Это был политический намек на мощь Картли. Шах Аббас, радуясь поражению ненавистного врага, так и оценил смысл подарка. Он еще раз убедился в правильности своего выбора и решил теснее связаться с Саакадзе.
И народ понял значение своей воли и уверовал в непобедимость Великого Моурави.

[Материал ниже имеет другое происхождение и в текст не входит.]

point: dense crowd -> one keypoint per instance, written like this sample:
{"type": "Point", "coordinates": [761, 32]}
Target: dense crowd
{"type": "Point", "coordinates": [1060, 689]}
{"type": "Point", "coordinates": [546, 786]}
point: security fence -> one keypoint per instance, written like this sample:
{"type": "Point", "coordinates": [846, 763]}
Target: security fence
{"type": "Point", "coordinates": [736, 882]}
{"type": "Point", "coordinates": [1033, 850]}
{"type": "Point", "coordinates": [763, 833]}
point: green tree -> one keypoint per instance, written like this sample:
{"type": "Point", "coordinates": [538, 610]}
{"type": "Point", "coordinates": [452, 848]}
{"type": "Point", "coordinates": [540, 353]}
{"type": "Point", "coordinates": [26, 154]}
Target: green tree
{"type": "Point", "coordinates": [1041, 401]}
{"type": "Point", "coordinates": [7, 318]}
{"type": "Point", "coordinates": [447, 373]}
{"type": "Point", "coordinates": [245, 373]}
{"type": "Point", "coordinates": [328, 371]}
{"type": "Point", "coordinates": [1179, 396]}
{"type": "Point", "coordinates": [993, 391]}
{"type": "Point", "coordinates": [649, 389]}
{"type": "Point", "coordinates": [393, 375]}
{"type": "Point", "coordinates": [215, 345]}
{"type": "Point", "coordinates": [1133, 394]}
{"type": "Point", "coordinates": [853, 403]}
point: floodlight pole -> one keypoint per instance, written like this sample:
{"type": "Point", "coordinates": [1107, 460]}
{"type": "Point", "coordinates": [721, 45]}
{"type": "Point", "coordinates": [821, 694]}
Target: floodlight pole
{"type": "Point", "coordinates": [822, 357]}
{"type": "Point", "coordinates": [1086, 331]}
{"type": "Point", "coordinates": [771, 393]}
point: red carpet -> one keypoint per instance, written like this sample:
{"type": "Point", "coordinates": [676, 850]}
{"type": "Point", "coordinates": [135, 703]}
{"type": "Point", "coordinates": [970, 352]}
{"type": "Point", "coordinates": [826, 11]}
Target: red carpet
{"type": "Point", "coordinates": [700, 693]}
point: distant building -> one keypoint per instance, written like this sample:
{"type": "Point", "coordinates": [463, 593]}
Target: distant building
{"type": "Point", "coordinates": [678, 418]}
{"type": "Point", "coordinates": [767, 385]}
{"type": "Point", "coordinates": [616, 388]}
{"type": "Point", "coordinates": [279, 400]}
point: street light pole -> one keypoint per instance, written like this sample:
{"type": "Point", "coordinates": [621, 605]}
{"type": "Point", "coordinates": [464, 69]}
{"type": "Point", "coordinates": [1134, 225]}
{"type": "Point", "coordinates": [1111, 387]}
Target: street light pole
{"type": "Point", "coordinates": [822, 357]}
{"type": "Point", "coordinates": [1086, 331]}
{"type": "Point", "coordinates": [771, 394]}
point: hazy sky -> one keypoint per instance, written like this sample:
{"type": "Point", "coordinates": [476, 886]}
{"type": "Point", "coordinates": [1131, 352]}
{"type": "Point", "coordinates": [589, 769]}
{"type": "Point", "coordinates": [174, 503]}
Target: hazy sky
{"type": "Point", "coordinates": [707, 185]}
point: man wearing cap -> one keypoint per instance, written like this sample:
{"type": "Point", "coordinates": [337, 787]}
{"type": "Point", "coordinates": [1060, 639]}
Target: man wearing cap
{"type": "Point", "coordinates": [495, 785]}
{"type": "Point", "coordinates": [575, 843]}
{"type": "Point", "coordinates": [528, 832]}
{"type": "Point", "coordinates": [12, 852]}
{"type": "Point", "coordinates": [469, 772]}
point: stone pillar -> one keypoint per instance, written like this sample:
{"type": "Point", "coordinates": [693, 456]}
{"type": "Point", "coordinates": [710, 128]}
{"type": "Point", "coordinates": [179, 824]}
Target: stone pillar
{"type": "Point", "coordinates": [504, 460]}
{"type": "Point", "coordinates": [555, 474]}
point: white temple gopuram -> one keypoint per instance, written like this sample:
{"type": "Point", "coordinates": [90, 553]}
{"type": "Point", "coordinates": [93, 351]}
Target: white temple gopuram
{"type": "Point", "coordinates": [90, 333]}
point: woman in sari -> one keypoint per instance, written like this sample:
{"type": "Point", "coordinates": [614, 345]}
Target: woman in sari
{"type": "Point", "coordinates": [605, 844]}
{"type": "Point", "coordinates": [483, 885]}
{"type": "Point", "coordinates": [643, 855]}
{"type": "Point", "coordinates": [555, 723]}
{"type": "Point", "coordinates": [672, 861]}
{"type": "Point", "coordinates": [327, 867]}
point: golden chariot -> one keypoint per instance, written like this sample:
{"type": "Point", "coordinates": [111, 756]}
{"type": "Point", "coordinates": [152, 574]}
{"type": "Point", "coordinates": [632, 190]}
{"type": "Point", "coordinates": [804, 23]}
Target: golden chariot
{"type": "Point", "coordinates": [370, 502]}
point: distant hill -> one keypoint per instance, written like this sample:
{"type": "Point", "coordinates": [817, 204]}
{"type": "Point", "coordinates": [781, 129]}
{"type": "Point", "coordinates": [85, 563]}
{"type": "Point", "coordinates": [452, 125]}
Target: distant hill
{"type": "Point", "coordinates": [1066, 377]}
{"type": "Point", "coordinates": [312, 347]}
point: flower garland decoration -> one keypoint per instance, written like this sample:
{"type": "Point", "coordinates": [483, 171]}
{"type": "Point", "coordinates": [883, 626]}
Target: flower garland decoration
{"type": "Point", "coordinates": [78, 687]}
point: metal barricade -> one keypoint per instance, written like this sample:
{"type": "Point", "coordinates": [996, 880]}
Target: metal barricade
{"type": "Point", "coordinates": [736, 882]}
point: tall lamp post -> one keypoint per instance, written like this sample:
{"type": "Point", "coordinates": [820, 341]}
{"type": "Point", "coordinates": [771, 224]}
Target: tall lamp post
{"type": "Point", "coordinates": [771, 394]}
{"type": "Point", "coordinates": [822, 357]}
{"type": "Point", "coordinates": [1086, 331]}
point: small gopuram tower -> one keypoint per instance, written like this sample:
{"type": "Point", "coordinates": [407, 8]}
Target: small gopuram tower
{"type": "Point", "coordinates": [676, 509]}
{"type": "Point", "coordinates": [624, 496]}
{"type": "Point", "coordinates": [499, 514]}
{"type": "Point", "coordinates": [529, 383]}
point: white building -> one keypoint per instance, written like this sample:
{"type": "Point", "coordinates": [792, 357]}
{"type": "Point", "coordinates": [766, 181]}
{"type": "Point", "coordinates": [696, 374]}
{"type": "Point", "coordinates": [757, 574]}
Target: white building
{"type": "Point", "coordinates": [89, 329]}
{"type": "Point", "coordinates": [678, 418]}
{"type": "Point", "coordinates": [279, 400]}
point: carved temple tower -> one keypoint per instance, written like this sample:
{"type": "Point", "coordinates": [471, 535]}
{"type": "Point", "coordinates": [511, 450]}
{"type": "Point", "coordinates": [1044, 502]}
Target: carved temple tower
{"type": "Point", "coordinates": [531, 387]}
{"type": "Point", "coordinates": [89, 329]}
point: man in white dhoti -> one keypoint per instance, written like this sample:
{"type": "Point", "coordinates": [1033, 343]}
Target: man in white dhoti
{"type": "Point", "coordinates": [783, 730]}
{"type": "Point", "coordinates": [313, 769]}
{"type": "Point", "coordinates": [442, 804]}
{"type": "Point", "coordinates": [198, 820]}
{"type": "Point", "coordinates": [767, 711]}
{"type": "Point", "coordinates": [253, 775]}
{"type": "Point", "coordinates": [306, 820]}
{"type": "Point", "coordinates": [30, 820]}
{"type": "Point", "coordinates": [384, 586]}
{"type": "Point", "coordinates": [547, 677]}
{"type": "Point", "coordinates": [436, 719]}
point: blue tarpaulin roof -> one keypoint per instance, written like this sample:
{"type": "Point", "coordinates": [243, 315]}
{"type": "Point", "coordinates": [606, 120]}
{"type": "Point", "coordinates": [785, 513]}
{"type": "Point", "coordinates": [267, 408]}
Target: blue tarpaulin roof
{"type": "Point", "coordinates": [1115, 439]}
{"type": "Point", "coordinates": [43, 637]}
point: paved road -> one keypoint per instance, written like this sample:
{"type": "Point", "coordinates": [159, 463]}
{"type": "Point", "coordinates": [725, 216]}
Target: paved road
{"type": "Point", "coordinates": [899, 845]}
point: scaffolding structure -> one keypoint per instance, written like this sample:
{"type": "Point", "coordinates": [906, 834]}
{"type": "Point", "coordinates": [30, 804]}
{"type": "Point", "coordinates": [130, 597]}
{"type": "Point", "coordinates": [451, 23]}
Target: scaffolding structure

Огромные трофеи обогатили царя, князей и даже азнауров, но Саакадзе свою долю просил царя раздать добровольным дружинникам, пришедшим из картлийских глубин. По настойчивому совету Саакадзе, царь, отпуская домой крестьян, объявил: все участники этой войны будут освобождены от подати на год.
Зная, сколько средств затратил Саакадзе на войну, князья поразились его бескорыстию.
Луарсаб особенно наградил «Дружину барсов», зачислив Дато и Ростома в свою свиту с правом свободного входа в Метехи, а остальным азнаурам дал звание начальников царских дружин, обещав подумать о расширении земель.
Восхищенный царь тут же возвел Саакадзе в князья и назначил его моурави Тбилисским, Двалетским и Цхинвальским и подтвердил тарханную грамоту на право свободного входа в Метехи. Желая подчеркнуть благодарность герою, царь выразил желание отпраздновать победу Сурамской битвы в замке Носте.
Польщенный Саакадзе горячо поблагодарил царя и пригласил всех князей и азнауров в Носте на царский пир.